Encore Michigan

Portrait of the artist as a young ham

Review October 26, 2014 Martin F. Kohn

Take heart, would-be stars. If a kid with a ton of desire and a teaspoon of talent can make it, no matter how much his parents want him to go pharmacy school, maybe there’s hope for us all.

That’s the message, one of them, anyway, of “Enter Laughing.” The kid in question is Carl Reiner, who went on to fame and fortune as an actor, writer and director despite a less than auspicious beginning. Rather, the kid in question is sort of Carl Reiner. He’s called David Kolowitz in Joseph Stein’s 1963 comedy (set in the 1930s) based on Reiner’s sort-of autobiographical novel

It’s cut from the archetypal cloth of show-biz biopics and bioplays about young people bound and determined to become artists despite their parents’ objections. Most of those works tend toward the dramatic, whereas “Enter Laughing” goes for (what else?) laughs.

Mary Bremer-Beer’s Jewish Ensemble Theatre production gets them, all right, and ought to add some as the actors become more comfortable in their characters’ skins. The play has its moments, just not enough of them.

The script doesn’t offer much help. Characters are underwritten, one- or at best two-dimensional, with uncomplicated desires. David wants to be an actor; his parents want him to do what they want him to do; David’s girlfriend, Wanda, wants him to be happy; his best friend, Marvin, wants to vicariously enjoy David’s success; Marlowe, who runs the third-rate theater company where David gets his first role, wants to make some money.

Only one character is fully realized, not David, but Mr. Foreman, the man who provides him his day job at a machine shop in the garment district. Foreman, a no-nonsense but kindhearted boss played with authenticity (and a nice New York Yiddish accent) by Greg Trzaskomsa, is the only character given a backstory and the only one who acknowledges there’s a Depression out there.

T.J. Corbett is engaging as David, an effervescent post-adolescent, bubbling with self-confidence but not a shred of narcissism, and blissfully unaware there’s more to being an actor than speaking loudly and over-dramatically. (If Corbett looks familiar, it’s probably because he’s been playing the kid in “Ernie,” Mitch Albom’s play about Ernie Harwell that’s been running downtown every baseball season.)

Kathryn P. Mahard is hyperactively vampy (to great effect) as the lead actress in the godawful play David has been cast in, and Katy Kujala is sweet as Wanda, which is harder than it looks.

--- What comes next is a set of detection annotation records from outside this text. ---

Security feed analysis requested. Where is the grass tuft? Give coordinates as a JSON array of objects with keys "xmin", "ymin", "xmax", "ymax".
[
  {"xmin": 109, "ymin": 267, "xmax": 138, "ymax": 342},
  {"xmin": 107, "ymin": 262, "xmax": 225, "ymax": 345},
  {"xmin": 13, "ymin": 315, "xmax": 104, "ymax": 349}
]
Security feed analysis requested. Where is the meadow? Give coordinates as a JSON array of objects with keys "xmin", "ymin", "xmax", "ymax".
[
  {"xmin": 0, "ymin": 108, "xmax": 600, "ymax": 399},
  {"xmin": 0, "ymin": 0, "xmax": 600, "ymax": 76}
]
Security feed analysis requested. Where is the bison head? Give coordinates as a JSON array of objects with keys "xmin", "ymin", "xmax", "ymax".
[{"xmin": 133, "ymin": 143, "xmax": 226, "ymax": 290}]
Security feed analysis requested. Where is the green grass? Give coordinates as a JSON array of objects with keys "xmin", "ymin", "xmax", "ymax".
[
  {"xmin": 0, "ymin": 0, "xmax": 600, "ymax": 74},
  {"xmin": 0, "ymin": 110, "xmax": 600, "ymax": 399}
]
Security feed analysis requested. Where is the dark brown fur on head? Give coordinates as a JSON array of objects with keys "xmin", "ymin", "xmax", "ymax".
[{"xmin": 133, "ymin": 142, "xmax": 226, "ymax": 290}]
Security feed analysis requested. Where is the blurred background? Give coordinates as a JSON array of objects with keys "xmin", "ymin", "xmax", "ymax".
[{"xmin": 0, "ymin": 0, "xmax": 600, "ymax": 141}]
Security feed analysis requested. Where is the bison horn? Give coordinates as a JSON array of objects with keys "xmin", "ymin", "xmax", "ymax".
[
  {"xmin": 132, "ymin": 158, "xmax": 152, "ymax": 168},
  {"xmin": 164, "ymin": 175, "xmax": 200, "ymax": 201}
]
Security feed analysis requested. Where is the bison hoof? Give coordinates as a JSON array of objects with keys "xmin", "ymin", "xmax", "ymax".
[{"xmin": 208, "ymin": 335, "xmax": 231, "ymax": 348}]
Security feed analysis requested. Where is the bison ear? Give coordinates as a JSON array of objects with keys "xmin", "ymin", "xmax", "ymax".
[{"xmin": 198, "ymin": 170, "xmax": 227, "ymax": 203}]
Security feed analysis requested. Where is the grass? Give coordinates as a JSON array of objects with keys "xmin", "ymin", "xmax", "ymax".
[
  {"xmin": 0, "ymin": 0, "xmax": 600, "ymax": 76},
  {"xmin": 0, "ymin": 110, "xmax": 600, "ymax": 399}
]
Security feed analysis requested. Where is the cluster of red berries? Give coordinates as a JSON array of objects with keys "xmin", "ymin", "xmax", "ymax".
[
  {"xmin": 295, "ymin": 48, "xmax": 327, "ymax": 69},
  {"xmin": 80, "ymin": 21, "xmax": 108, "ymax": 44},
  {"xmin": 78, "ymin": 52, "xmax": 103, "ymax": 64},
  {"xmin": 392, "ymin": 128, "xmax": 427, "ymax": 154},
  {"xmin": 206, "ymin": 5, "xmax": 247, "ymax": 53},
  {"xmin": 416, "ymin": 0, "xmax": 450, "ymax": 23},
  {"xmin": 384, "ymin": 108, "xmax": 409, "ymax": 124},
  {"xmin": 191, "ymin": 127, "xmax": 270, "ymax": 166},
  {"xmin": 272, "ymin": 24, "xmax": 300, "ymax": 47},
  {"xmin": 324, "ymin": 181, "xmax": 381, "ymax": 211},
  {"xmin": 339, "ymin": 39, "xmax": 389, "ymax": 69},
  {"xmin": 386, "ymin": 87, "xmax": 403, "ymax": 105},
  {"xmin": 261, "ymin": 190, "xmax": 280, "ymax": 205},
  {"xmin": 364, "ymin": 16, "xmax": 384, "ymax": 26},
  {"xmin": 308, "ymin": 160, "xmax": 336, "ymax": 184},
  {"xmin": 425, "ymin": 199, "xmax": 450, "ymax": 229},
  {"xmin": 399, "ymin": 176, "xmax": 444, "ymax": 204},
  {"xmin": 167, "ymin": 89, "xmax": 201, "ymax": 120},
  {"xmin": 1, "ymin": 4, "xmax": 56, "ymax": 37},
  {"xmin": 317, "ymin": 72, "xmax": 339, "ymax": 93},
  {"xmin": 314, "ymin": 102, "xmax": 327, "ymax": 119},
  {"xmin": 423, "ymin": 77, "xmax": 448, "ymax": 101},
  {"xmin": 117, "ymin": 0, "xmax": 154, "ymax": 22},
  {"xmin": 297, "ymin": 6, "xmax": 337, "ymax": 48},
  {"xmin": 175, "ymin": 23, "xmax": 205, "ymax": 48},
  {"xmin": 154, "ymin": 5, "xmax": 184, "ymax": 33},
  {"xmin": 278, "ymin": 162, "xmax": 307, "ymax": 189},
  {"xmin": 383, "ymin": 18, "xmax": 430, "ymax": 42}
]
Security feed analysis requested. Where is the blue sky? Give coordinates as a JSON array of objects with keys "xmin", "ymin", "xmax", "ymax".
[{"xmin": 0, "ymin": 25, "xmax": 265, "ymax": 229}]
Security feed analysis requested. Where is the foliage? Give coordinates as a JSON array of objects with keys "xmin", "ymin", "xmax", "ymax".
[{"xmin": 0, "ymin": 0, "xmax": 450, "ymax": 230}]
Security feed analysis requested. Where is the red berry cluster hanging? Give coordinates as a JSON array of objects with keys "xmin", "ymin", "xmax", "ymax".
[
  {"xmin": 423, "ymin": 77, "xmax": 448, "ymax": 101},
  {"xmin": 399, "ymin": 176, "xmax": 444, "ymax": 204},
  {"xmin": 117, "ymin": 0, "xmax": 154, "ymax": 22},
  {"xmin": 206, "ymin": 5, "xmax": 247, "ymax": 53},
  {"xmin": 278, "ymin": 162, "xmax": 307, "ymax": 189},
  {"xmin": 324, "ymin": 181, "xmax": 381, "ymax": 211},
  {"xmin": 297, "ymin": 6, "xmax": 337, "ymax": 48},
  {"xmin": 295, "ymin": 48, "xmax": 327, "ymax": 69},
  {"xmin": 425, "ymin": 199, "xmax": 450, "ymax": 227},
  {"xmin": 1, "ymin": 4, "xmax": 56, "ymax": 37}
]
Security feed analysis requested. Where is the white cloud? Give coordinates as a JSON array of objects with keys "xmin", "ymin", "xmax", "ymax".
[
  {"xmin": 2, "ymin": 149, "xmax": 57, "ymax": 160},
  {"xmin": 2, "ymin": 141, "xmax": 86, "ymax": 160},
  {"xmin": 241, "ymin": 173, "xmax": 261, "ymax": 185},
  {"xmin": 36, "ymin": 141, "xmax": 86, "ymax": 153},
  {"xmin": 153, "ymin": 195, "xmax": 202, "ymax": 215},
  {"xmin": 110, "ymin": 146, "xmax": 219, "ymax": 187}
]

Playing Angela’s father, the head of the two-bit theater company, Charles Van Hoose is reminiscent of the exquisitely hammy actors of the ’30s and ’40s (think Vincent Price) and comports himself as if he was born to wear the shabby red smoking jacket he’s always wearing. The smoking jacket is just one of the fine vintage (or vintage-seeming) articles of clothing that costume designer Koerner provides.

Daniel C. Walker’s set, a New York skyline that lights up at night, provides an atmospheric backdrop. Matt Lira’s sound design includes the realistic clang of coins dropping in a pay phone, but the choice of music between scenes is problematic. Sure, songs from the ’20s would still be heard in the ’30s, but songs from the ’40s? Probably not.